Literature and Symbolism

Scripture: Daniel 2,4

Learning Objectives:

  • Students will learn that God sometimes sent prophecies in dreams.
  • Students will learn God’s prophecies are often in great detail and always come true.
  • Students will learn God does not want us to put ourselves in the position in our lives meant for God.
  • Students will learn how symbolism is used within literature.

Guiding Question: How can students learn why type of symbolism is used in literature?

Materials: Texts from procedure section

Procedure: Review the stories of Nebuchadnezzar’s two dreams. Point out that in the first dream, Daniel explained about four great world kingdoms. The symbols represented real kingdoms that eventually ruled the world. The first was Babylonia (which probably made Nebuchadnezzar very happy.) The other three were prophecies of future kingdoms – Persia, Greece and most people believe Rome is the fourth.

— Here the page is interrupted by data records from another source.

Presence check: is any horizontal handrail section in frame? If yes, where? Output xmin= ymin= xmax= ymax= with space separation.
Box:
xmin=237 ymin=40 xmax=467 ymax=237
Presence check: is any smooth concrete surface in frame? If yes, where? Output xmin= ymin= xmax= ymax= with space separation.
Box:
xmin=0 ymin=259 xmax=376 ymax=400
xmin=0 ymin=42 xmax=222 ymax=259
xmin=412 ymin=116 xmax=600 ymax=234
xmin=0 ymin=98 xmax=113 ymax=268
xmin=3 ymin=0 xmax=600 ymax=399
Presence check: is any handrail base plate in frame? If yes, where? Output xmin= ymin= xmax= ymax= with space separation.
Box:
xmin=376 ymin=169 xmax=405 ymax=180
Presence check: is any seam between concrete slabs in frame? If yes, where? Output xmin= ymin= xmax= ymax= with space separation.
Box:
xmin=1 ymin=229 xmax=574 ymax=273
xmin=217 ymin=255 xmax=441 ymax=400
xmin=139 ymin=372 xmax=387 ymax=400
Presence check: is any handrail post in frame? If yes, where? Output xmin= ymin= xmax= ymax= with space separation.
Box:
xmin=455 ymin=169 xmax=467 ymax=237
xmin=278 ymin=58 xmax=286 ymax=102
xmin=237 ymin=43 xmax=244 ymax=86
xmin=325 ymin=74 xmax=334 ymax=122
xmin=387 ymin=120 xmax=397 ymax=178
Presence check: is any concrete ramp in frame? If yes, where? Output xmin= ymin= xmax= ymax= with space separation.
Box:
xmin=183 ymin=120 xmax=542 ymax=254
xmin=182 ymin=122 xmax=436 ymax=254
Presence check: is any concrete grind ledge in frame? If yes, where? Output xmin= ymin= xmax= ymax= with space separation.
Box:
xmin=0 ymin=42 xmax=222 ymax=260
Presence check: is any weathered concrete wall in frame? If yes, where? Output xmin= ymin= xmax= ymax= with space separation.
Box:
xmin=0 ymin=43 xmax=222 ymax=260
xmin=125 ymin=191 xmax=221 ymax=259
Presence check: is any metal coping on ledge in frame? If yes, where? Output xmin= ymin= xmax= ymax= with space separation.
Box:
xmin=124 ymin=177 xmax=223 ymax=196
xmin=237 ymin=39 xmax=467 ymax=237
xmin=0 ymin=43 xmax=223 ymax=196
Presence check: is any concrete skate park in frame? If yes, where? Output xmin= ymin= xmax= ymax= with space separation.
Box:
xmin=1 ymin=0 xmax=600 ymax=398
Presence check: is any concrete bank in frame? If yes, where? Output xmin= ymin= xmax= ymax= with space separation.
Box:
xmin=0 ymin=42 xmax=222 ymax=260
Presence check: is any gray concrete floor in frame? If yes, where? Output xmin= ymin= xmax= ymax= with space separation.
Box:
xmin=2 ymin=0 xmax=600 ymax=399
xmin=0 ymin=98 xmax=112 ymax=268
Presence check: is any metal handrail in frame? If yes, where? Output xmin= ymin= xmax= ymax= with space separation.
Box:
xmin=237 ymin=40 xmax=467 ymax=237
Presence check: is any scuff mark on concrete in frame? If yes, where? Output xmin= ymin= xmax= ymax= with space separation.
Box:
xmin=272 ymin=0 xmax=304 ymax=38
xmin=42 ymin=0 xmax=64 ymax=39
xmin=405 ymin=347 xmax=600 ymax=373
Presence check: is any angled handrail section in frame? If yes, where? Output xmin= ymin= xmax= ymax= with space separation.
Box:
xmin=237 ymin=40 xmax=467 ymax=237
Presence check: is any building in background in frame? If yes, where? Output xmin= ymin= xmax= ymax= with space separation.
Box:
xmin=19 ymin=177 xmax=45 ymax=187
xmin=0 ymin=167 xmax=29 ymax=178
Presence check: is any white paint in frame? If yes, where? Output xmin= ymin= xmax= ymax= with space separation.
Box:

It took seven years for Nebuchadnezzar to learn his lesson. In the end, he realized God deserves all of the glory. Anything man has is merely a gift from God – including power, position and wealth.

Explain that literature often uses symbolism. Give students several more examples from readings they may know (dependent on age/school experience). Have them create a guide to common symbols used in literature from the passages you read to them. Can they think of other examples or different symbols in texts they have read? Encourage them to use the guide when reading literature that has symbolism in it.

Additional Questions: How can students apply knowledge of symbolism?

Supplemental Activity: Have the students create a short, fiction story including symbolism used at least three times. When students are done, they can share in front of the class and have the audience try to find the symbolism/make meaning of it.